Ein gefrohrener Wasserfall

1/1000 s, f/1.4, ISO 200

Eiszapfen

Ja, man bekommt für sein Geld schon sowohl oberflächlich als auch von der Bildqualität her absolut das geboten, was man erwartet. War ich deswegen sehr wehmütig, als ich die Linse wieder zurückschicken musste?

Nein, absolut nicht. Trotz zahlreicher offensichtlicher Stärken fehlte dem Objektiv ein Feature, das für mich persönlich essentiell ist: Reisetauglichkeit. Ich verdiene mein Geld mit dem Fotografieren von Hochzeiten und in meiner Freizeit dokumentiere ich Reisen und Menschen um mich herum.

Junge Frau im Gegenlicht

1/400 s, f/1.4, ISO 200

© Christopher Wesser

Für meine Anwendungsgebiete würde ich das Otus 85 mm f/1.4 definitiv ausschließen. Das Gewicht ließ meine Arme schon nach ein paar Minuten ermüden und man kann seine Kamera damit auf keinen Fall „einfach so“ mal in einer Tasche mitnehmen. Diese Linse fordert von seinem Besitzer Platz und Muskelkraft. Es ist sehr dominant, es will sich präsentieren und ist deshalb auch nichts für Fotografen, die unbemerkt authentische Momente festhalten wollen.
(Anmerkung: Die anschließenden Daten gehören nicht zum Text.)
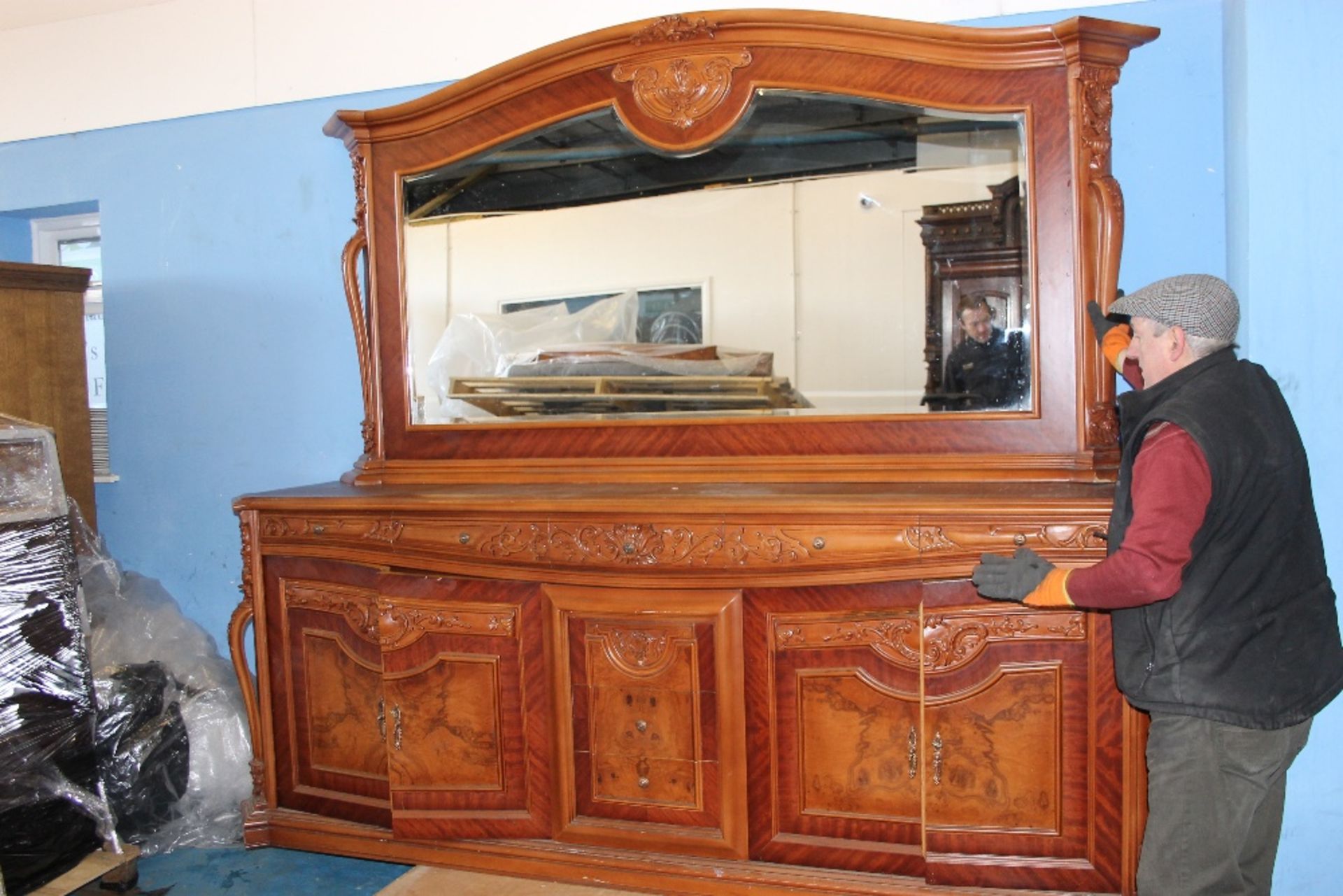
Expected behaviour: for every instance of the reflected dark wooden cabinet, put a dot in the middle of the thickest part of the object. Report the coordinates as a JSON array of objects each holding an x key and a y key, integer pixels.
[{"x": 734, "y": 650}]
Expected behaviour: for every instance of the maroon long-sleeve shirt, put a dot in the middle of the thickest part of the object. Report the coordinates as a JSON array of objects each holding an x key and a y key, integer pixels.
[{"x": 1170, "y": 490}]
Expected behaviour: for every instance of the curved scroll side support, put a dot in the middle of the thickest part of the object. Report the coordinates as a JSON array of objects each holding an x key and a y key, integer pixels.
[
  {"x": 1103, "y": 238},
  {"x": 243, "y": 616},
  {"x": 356, "y": 250},
  {"x": 1106, "y": 227}
]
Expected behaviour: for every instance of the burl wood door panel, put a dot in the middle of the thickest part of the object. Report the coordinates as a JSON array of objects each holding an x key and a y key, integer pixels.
[
  {"x": 834, "y": 727},
  {"x": 468, "y": 709},
  {"x": 651, "y": 739},
  {"x": 325, "y": 672},
  {"x": 1017, "y": 786}
]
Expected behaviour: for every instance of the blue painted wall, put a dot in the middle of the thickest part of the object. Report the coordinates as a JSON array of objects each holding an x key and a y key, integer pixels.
[
  {"x": 232, "y": 366},
  {"x": 15, "y": 239}
]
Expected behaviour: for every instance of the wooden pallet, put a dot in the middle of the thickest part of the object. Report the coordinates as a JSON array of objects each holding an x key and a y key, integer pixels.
[
  {"x": 118, "y": 871},
  {"x": 537, "y": 395}
]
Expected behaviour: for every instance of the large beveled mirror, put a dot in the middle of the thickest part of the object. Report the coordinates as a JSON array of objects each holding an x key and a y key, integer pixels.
[
  {"x": 743, "y": 245},
  {"x": 825, "y": 257}
]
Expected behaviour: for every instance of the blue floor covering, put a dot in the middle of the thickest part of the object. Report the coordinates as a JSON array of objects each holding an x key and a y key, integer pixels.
[{"x": 233, "y": 871}]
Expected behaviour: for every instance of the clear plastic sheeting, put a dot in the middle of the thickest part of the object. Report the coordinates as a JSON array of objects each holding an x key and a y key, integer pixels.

Für Fotosessions, die kein langes Tragen der Kamera oder weite Wege beinhalten, ist es aber das perfekte Werkzeug. Ich würde es jederzeit für ein Werbe-Shooting, eine Studio-Session oder auch Lifestyle- bzw. Food-Fotos verwenden. Dann würde ich aber gleichzeitig auch einen Assistenten neben mir stehen haben, der die Kamera halten muss, wenn ich gerade nicht fotografiere.

Für meine Anwendungsgebiete ist das Objektiv nicht nur zu schwer, sondern auch zu schade. Es würde mir das Herz brechen, wenn ich die glatte Metalloberfläche an einem Ast zerkratzen oder auf einer Parkbank im Freien ablegen würde.

Zeiss bietet mit dem Otus 85 mm praktisch perfekte Bildqualität für Fotografen, die mit hohen Budgets arbeiten und keine Angst vor manuellem Fokussieren haben.